6. En deuxième lieu, aucune disposition législative ou réglementaire n'impose que les délibérations de la commission de réforme soient signées par l'ensemble des membres présents. Par suite, le moyen tiré de l'absence de signature de la délibération par l'un des médecins ayant siégé à ladite commission est inopérant.





7. En troisième lieu, contrairement à ce qui est soutenu par l'appelante et ainsi que cela ressort du procès-verbal de la commission de réforme réunie le 12 février 2015, les membres de cette instance, qui ont coché les cases sur le formulaire prévu à cet effet, ont effectivement délibéré sur sa situation et indiqué le sens de leur avis.

8. Enfin, Mme B... fait valoir que, par courrier du 24 janvier 2015, elle a sollicité la saisine du comité médical supérieur aux fins de contester l'avis rendu par le comité médical réuni le 5 janvier 2015. Il ressort des pièces du dossier que cet avis est favorable à sa mise à la retraite pour invalidité non imputable au service avec un taux d'incapacité de 30% et que le recours formé par Mme B... tendait à contester uniquement le taux d'incapacité retenu et la non-imputabilité au service de sa pathologie. Or, il résulte des dispositions précitées de
l'article L. 31 du code des pensions civiles et militaires de retraite qu'il appartient à la seule commission de réforme de se prononcer sur l'imputabilité au service des infirmités dont le fonctionnaire est atteint et le taux d'invalidité qu'elles entraînent. Dès lors, dans les circonstances de l'espèce, l'absence de saisine du comité médical supérieur par La Poste n'a pas été susceptible d'exercer une influence sur le sens de l'avis rendu par la commission de réforme et n'a pas privé l'intéressée d'une garantie. Par suite, le moyen tiré d'un vice de procédure au regard de l'absence de saisine de cette instance doit être écarté.

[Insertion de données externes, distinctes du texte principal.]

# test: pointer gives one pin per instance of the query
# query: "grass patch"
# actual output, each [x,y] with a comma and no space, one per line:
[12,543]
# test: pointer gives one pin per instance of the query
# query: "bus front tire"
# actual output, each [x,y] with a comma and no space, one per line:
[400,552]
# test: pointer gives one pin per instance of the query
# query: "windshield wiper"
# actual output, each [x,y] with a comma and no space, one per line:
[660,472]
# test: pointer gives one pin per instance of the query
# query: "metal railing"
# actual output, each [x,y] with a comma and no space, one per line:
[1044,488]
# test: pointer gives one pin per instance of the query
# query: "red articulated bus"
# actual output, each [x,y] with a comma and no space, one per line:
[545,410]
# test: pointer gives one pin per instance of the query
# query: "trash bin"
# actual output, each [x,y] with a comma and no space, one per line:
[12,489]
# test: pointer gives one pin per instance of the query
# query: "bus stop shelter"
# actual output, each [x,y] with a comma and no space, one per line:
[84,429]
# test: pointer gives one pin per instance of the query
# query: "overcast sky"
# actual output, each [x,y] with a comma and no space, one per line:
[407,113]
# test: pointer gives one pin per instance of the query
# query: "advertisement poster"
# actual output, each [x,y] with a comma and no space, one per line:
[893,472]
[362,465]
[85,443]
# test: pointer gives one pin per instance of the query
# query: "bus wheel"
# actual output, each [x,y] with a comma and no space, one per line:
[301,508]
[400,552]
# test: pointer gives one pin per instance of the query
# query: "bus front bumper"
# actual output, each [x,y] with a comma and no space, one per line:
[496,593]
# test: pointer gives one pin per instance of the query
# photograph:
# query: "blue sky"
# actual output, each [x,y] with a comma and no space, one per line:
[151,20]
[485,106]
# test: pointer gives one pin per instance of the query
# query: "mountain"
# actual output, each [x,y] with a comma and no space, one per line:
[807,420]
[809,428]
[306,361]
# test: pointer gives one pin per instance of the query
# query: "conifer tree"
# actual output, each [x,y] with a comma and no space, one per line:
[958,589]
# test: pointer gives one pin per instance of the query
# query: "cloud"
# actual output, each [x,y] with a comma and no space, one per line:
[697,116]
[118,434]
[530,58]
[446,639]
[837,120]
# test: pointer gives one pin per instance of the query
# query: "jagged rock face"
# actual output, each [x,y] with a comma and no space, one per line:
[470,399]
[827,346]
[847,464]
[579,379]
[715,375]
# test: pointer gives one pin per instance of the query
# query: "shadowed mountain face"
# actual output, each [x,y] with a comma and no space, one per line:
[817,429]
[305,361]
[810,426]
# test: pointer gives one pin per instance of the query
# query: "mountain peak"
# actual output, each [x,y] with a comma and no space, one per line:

En ce qui concerne la légalité interne de la décision du 16 février 2015 :

9. Il ressort des pièces du dossier que Mme B... n'avait pas soulevé devant le tribunal administratif de moyen mettant en cause la légalité interne de la décision attaquée, et notamment pas celui tiré d'un défaut de reclassement. Le moyen soulevé en ce sens pour la première fois devant la Cour relève ainsi d'une cause juridique nouvelle en appel, et n'étant pas par ailleurs d'ordre public, est dès lors irrecevable.

10. Il résulte de tout ce qui précède que Mme B... n'est pas fondée à soutenir que c'est à tort que, par le jugement attaqué, le tribunal administratif de Marseille a rejeté ses conclusions aux fins d'annulation.

Sur les conclusions aux fins d'injonction et d'astreinte :

11. Le présent arrêt, qui rejette les conclusions à fin d'annulation de la requête de Mme B..., n'appelle aucune mesure d'exécution. Dès lors, les conclusions aux fins d'injonction et d'astreinte présentées par cette dernière ne peuvent qu'être rejetées.

Sur les frais liés à l'instance :

12. Dans les circonstances de l'espèce, il ne paraît pas inéquitable de laisser à chacune des parties à l'instance la charge des frais qu'elles ont exposés et non compris dans les dépens.




D É C I D E :



Article 1er : La requête de Mme B... est rejetée.
Article 2 : Les conclusions de La Poste tendant à l'application des dispositions de l'article L. 761-1 du code de justice administrative sont rejetées.
Article 3 : Le présent arrêt sera notifié à Mme D... G...épouse B...et à La Poste.


Délibéré après l'audience du 18 septembre 2018, où siégeaient :

- M. Gonzales, président,
- M. d'Izarn de Villefort, président assesseur,
- Mme Tahiri, premier conseiller.


Lu en audience publique le 2 octobre 2018.